CAREER: Stochastic Forward and Inverse Problems Involving Dynamical Systems

Dynamical systems have long been studied both within mathematics and as models in many other disciplines, such as weather forecasting, geophysical modeling, molecular biology, financial mathematics, and ecology. The mathematical description of these systems has revealed a remarkable variety of possible behavior, and it is known that in applied settings the complex behavior of these systems can significantly impact modeling outcomes. The educational focus of this project involves training and educating students from middle school to graduate school in probability, statistics, and dynamics. In particular, the PI will develop engaging educational activities in probability and statistics and deliver them to middle and high school students in UNC Charlotte's Pre-College Program. These activities will be disseminated widely, and teachers will receive training in their delivery. Additionally, the PI will establish a summer research program in probability for undergraduate students, and graduate students will be involved in all aspects of the project.

This project focuses on the analysis of dynamical systems from both probabilistic and statistical points of view. From the probabilistic point of view, the project seeks to address the ``forward problem,' in which a dynamical system is chosen at random from a collection of systems and one would like to characterize its behavior. This line of research will shed light on what type of behavior one can expect to see in a typical system.
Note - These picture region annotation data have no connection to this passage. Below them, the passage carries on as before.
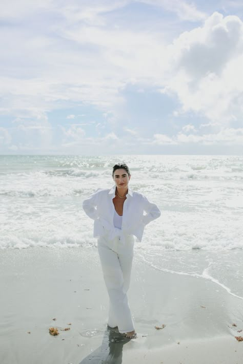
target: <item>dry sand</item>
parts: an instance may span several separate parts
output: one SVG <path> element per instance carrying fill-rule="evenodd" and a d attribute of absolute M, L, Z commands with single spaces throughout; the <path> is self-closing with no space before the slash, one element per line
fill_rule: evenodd
<path fill-rule="evenodd" d="M 107 328 L 93 247 L 2 250 L 0 287 L 1 364 L 243 363 L 235 338 L 242 300 L 209 281 L 157 271 L 136 252 L 128 296 L 136 339 Z"/>

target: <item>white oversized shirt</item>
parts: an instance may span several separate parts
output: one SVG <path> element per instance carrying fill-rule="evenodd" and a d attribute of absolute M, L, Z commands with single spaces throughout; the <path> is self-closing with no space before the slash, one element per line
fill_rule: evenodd
<path fill-rule="evenodd" d="M 145 225 L 159 217 L 160 211 L 142 194 L 128 188 L 123 206 L 121 229 L 118 229 L 113 223 L 115 207 L 112 200 L 115 189 L 115 186 L 111 189 L 99 189 L 84 201 L 84 210 L 94 220 L 94 238 L 108 234 L 111 240 L 119 237 L 123 241 L 126 235 L 134 235 L 137 241 L 140 242 Z M 146 215 L 144 215 L 144 211 Z"/>

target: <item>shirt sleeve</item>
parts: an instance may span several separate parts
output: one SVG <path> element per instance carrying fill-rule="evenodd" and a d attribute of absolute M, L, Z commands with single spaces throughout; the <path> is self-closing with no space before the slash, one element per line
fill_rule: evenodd
<path fill-rule="evenodd" d="M 145 225 L 147 225 L 151 221 L 159 218 L 161 212 L 155 204 L 150 202 L 145 196 L 143 195 L 142 196 L 144 210 L 147 212 L 146 215 L 144 215 L 142 221 Z"/>
<path fill-rule="evenodd" d="M 85 199 L 83 203 L 83 208 L 85 213 L 89 218 L 93 219 L 94 220 L 98 218 L 96 207 L 98 203 L 99 190 L 100 189 L 99 189 L 95 191 L 94 194 Z"/>

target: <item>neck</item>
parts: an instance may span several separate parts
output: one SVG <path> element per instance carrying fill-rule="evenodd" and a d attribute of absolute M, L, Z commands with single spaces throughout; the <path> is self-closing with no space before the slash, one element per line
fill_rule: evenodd
<path fill-rule="evenodd" d="M 119 195 L 119 196 L 121 197 L 124 197 L 124 196 L 127 195 L 128 191 L 128 189 L 127 189 L 126 190 L 124 190 L 124 188 L 123 188 L 122 189 L 119 189 L 117 188 L 117 187 L 116 188 L 116 193 Z"/>

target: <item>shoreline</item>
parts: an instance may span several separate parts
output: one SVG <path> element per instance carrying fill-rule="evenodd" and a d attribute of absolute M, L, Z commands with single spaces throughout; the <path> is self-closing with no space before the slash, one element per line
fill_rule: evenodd
<path fill-rule="evenodd" d="M 242 300 L 209 280 L 154 269 L 135 251 L 128 295 L 138 337 L 121 340 L 107 329 L 96 248 L 8 249 L 0 263 L 1 364 L 241 362 Z"/>

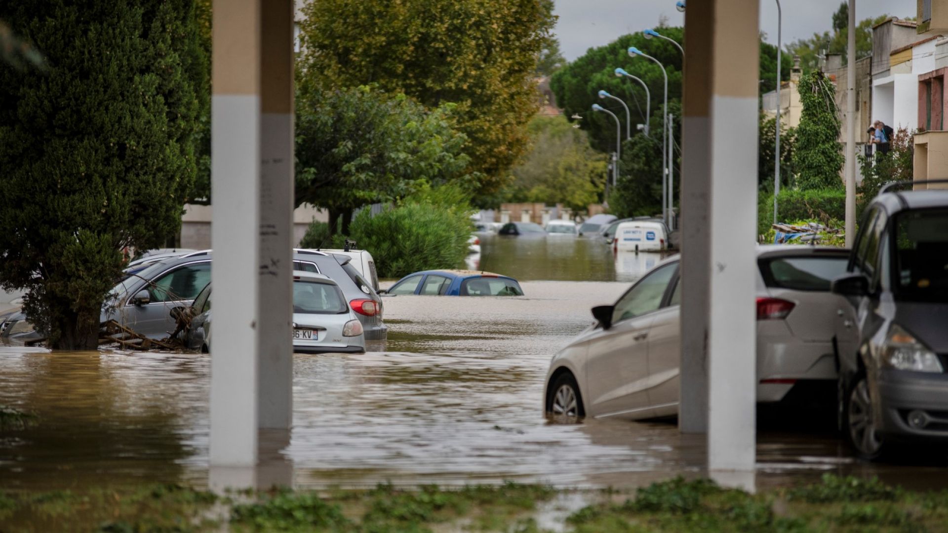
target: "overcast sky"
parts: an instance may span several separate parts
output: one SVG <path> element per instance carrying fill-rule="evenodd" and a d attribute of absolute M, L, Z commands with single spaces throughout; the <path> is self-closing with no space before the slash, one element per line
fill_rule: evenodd
<path fill-rule="evenodd" d="M 699 1 L 699 0 L 695 0 Z M 783 0 L 783 43 L 811 37 L 830 29 L 839 0 Z M 556 0 L 559 15 L 556 33 L 566 59 L 573 61 L 586 50 L 616 37 L 651 28 L 659 17 L 669 26 L 682 26 L 684 16 L 675 0 Z M 916 0 L 856 0 L 856 20 L 881 14 L 899 18 L 915 16 Z M 776 43 L 776 2 L 760 1 L 760 29 L 767 41 Z"/>

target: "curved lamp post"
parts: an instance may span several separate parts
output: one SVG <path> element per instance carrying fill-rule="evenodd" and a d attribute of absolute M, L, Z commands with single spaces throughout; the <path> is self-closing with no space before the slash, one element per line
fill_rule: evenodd
<path fill-rule="evenodd" d="M 632 117 L 631 117 L 631 115 L 629 114 L 629 106 L 626 105 L 626 102 L 622 101 L 621 99 L 616 98 L 616 97 L 614 97 L 614 96 L 607 93 L 606 91 L 599 91 L 599 98 L 611 98 L 611 99 L 612 99 L 614 101 L 617 101 L 619 103 L 622 104 L 622 106 L 626 109 L 626 138 L 628 139 L 628 138 L 631 138 L 632 137 L 632 133 L 631 133 L 632 132 L 632 128 L 631 128 Z"/>
<path fill-rule="evenodd" d="M 615 182 L 619 180 L 619 150 L 622 147 L 622 123 L 619 122 L 619 118 L 615 116 L 615 113 L 612 113 L 598 103 L 592 104 L 592 111 L 609 113 L 609 115 L 615 119 L 615 161 L 612 163 L 612 186 L 614 187 Z"/>
<path fill-rule="evenodd" d="M 618 77 L 620 77 L 620 78 L 623 77 L 623 76 L 625 76 L 626 78 L 631 78 L 632 80 L 635 80 L 639 83 L 642 83 L 642 88 L 644 88 L 646 90 L 646 128 L 645 128 L 645 130 L 646 130 L 646 137 L 648 137 L 648 115 L 650 114 L 650 110 L 651 110 L 651 92 L 648 90 L 648 85 L 647 85 L 646 83 L 643 82 L 641 79 L 636 78 L 635 76 L 632 76 L 631 74 L 626 72 L 625 68 L 621 68 L 621 67 L 616 68 L 615 69 L 615 75 L 618 76 Z"/>
<path fill-rule="evenodd" d="M 662 219 L 665 223 L 668 223 L 668 197 L 671 196 L 668 191 L 668 183 L 666 175 L 670 175 L 668 173 L 668 167 L 671 166 L 671 161 L 665 151 L 670 149 L 667 144 L 668 137 L 668 72 L 665 71 L 665 65 L 662 64 L 660 61 L 651 57 L 650 55 L 643 52 L 642 50 L 636 48 L 635 46 L 629 47 L 629 55 L 631 57 L 642 56 L 646 59 L 651 60 L 662 68 L 662 74 L 665 76 L 665 103 L 664 111 L 662 113 Z"/>
<path fill-rule="evenodd" d="M 665 41 L 667 41 L 667 42 L 671 43 L 672 45 L 678 46 L 678 51 L 682 52 L 682 56 L 684 55 L 684 48 L 683 48 L 682 46 L 678 44 L 678 41 L 675 41 L 671 37 L 665 37 L 665 35 L 662 35 L 658 31 L 655 31 L 654 29 L 651 29 L 651 28 L 642 30 L 642 34 L 646 36 L 646 39 L 651 39 L 652 37 L 658 37 L 659 39 L 665 39 Z"/>

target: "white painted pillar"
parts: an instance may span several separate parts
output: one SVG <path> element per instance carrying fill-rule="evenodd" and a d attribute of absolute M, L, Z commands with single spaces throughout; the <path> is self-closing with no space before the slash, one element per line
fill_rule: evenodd
<path fill-rule="evenodd" d="M 707 225 L 708 469 L 751 471 L 757 442 L 758 0 L 715 0 Z"/>
<path fill-rule="evenodd" d="M 264 5 L 261 69 L 259 427 L 293 415 L 293 0 Z"/>
<path fill-rule="evenodd" d="M 256 465 L 291 416 L 293 4 L 264 8 L 213 6 L 211 467 Z"/>
<path fill-rule="evenodd" d="M 210 464 L 257 463 L 260 0 L 213 3 Z"/>
<path fill-rule="evenodd" d="M 706 420 L 712 473 L 756 461 L 758 8 L 708 0 L 685 11 L 681 424 L 700 432 Z"/>

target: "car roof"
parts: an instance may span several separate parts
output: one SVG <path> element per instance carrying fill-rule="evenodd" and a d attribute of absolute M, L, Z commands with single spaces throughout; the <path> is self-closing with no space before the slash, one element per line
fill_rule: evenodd
<path fill-rule="evenodd" d="M 948 207 L 948 189 L 883 193 L 872 203 L 882 204 L 889 213 L 907 209 L 945 208 Z"/>
<path fill-rule="evenodd" d="M 757 257 L 785 257 L 790 255 L 815 255 L 837 253 L 843 257 L 849 256 L 849 249 L 839 247 L 818 245 L 757 245 Z"/>
<path fill-rule="evenodd" d="M 309 272 L 306 270 L 293 270 L 293 279 L 294 281 L 301 280 L 301 281 L 310 281 L 310 282 L 319 282 L 319 283 L 328 283 L 332 285 L 338 285 L 336 283 L 336 280 L 330 278 L 325 274 L 318 274 L 316 272 Z"/>

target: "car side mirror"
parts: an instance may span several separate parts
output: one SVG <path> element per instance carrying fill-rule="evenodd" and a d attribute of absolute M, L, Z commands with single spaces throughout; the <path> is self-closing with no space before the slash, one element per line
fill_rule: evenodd
<path fill-rule="evenodd" d="M 830 290 L 842 296 L 866 296 L 869 293 L 869 280 L 862 274 L 841 276 L 832 281 Z"/>
<path fill-rule="evenodd" d="M 136 293 L 135 297 L 132 298 L 132 303 L 136 305 L 145 305 L 146 303 L 152 303 L 152 295 L 148 294 L 147 290 L 139 290 Z"/>
<path fill-rule="evenodd" d="M 597 305 L 592 307 L 592 318 L 599 322 L 604 330 L 612 327 L 612 313 L 615 305 Z"/>

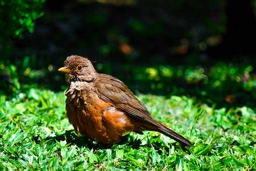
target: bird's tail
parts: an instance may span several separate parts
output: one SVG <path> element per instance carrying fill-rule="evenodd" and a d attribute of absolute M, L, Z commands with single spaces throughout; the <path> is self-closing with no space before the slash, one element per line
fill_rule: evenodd
<path fill-rule="evenodd" d="M 147 126 L 145 127 L 147 128 L 147 129 L 159 132 L 180 142 L 183 146 L 188 146 L 190 147 L 192 146 L 191 142 L 189 140 L 158 122 L 157 122 L 157 125 L 147 125 Z"/>
<path fill-rule="evenodd" d="M 190 147 L 192 146 L 191 142 L 189 140 L 162 124 L 161 124 L 160 127 L 158 128 L 158 131 L 176 140 L 184 146 Z"/>

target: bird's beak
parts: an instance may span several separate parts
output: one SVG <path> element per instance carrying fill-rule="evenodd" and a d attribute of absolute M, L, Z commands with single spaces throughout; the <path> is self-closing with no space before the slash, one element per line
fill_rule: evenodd
<path fill-rule="evenodd" d="M 62 67 L 60 68 L 60 69 L 58 69 L 58 70 L 60 72 L 64 72 L 64 73 L 69 73 L 69 74 L 72 73 L 72 71 L 70 69 L 68 69 L 66 67 Z"/>

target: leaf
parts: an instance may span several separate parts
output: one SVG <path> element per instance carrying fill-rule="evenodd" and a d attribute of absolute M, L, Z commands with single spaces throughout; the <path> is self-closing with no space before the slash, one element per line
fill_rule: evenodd
<path fill-rule="evenodd" d="M 89 156 L 89 162 L 90 163 L 93 163 L 94 161 L 97 162 L 97 157 L 93 154 L 93 150 L 91 149 L 88 154 Z"/>

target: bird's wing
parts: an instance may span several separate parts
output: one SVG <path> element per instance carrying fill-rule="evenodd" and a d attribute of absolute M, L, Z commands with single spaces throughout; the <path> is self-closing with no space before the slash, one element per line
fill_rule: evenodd
<path fill-rule="evenodd" d="M 100 99 L 130 116 L 160 126 L 123 82 L 110 75 L 99 74 L 95 86 Z"/>

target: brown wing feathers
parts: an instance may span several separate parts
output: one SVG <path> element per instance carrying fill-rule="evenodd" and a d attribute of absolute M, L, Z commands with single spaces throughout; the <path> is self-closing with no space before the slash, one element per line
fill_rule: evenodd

From the statistical perspective, the project focuses on the ``inverse problem,' in which one would like to learn or draw inferences from observations of a (possibly unknown) dynamical system. More specifically, the project involves analyzing the performance of statistical inference methods when applied to observations of a dynamical system or group action. Results in this direction will provide theoretical guidance on when statistical procedures may be successfully applied in the context of dynamical systems.

This award reflects NSF's statutory mission and has been deemed worthy of support through evaluation using the Foundation's intellectual merit and broader impacts review criteria.